If you ever believed he would govern like Obama, it's time to rethink.


The past year has been a bewildering period in American political and social history. We are in the last, maddening stages of a year-long pandemic that forced deep changes in everyone’s lives. In the middle of it, we saw a sudden mass movement emerge around the policing of black America, pioneered by the young, a movement that now sees any difference in outcome between various identity groups as completely intolerable. We saw American cities in flames. We had an election with a massive, historic turnout, even as the plague was about to hit its peak.

We then witnessed the first violent transfer of power in American history, in which a sitting president falsely insisted he had won the election in a landslide, tried to rig the results in his favor, and then whipped up a crowd to storm the Capitol Building to prevent certification. And then we got the Democrats in tenuous control of the White House, House and Senate — despite doing rather poorly in the Congressional vote.  

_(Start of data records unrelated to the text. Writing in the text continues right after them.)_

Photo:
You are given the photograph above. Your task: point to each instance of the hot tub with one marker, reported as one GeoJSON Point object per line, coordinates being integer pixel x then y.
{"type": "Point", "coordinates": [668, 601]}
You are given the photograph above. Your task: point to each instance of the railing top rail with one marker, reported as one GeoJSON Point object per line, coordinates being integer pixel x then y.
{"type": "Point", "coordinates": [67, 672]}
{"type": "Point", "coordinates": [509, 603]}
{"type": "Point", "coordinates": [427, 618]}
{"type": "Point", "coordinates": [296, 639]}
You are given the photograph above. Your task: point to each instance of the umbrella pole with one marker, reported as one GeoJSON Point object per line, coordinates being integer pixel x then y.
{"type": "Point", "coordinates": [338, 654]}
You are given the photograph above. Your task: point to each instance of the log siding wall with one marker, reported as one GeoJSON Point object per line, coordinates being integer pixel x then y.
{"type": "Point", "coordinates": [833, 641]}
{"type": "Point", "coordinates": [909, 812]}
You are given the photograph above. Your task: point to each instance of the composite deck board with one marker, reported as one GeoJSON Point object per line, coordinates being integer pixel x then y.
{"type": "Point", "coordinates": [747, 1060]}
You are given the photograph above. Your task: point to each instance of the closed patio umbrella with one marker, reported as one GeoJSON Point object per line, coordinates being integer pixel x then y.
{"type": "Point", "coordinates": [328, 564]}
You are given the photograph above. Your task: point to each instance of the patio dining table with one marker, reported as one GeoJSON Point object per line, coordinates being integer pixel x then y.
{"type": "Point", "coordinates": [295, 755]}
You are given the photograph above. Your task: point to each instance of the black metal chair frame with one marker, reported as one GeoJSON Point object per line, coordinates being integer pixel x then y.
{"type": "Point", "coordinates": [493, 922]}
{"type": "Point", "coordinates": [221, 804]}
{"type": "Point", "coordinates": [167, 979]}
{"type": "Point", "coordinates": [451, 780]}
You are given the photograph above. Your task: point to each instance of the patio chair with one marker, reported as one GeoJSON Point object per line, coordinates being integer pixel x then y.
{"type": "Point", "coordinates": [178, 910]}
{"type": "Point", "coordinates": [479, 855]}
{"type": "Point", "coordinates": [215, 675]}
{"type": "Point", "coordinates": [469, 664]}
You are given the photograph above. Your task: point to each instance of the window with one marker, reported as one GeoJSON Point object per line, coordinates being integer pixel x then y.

To make understanding all this even harder, we are also in the death rattle of a liberal democratic culture, where reasonable debate in any one venue is much rarer, reality is bespoke, and “news” is being replaced by “narratives” brimming with moral clarity. To see how this all shakes out is now impossible. Are these fads or enthusiasms manifestations of the wildness that plagues often bring — soon to subside? Or a permanent, seismic shift toward a very different America? 

I suspect the latter. This seems to me to be a sea-change in American history and politics, greater than any since the 1970s. The most centrist candidate the Democrats put forward in early 2020 has, in his first fifty days, become the most radically progressive president since LBJ.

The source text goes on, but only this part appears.